# Looking for a electrical switch



## Rupert123 (7 mo ago)

I have an air source heat pump with a 10mm cable which is good enough for ~22amps. I was thinking of using this same run of wire for an electric car charging point, using an either/or switch (i.e. only one unit could ever run at any one time). My idea would be for the charger to be available from ~10pm to 4am. However, this would mean getting out of bed to switch the heating and hot water back on at 4am. So, I am trying to find an either/or switch with a inbuilt timer to do the switching for me, or if there is a suitable digital switch which could handle the heavier current. I kind of feel such a device will exist, but finding one is not proving easy.


----------



## Wirenuting (Sep 12, 2010)

I would ask your electrician.


----------



## John Valdes (May 17, 2007)

Who's Allowed to Join ElectricianTalk.com


----------



## Rupert123 (7 mo ago)

John Valdes said:


> Who's Allowed to Join ElectricianTalk.com


Two unhelpful responses for a retired electrician


----------



## Almost Retired (Sep 14, 2021)

so if you are a retired electrician, just fill out your profile with the required info, this is a pro's only forum we get a lot of DIY requests and are cautious because the forum rules forbid us talking to them

so for your problem i would suggest a simple plug in timer, 24hr, controlling a NO/NC relay


----------



## backstay (Feb 3, 2011)

Rupert123 said:


> I have an air source heat pump with a 10mm cable which is good enough for ~22amps. I was thinking of using this same run of wire for an electric car charging point, using an either/or switch (i.e. only one unit could ever run at any one time). My idea would be for the charger to be available from ~10pm to 4am. However, this would mean getting out of bed to switch the heating and hot water back on at 4am. So, I am trying to find an either/or switch with a inbuilt timer to do the switching for me, or if there is a suitable digital switch which could handle the heavier current. I kind of feel such a device will exist, but finding one is not proving easy.
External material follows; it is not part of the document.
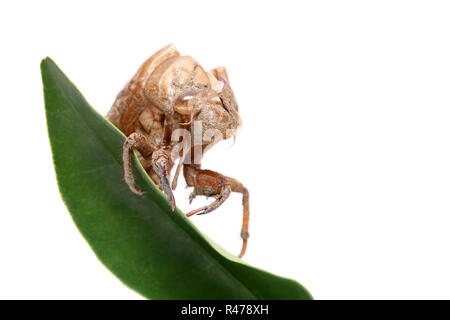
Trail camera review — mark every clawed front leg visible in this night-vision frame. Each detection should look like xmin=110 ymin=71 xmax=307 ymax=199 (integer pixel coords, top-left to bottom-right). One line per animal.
xmin=122 ymin=132 xmax=154 ymax=195
xmin=184 ymin=165 xmax=250 ymax=258
xmin=122 ymin=132 xmax=176 ymax=211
The mods need to move your tread to the UK forum. Anything would tell you would be North American based.


----------



## Almost Retired (Sep 14, 2021)

Almost Retired said:


> so if you are a retired electrician, just fill out your profile with the required info, this is a pro's only forum we get a lot of DIY requests and are cautious because the forum rules forbid us talking to them
> 
> so for your problem i would suggest a simple plug in timer, 24hr, controlling a NO/NC relay


even better ,, run an extension cord inside next to your bed and plug it in at night instead of the timer
but you still need the relay and maybe it could be at the breaker box


----------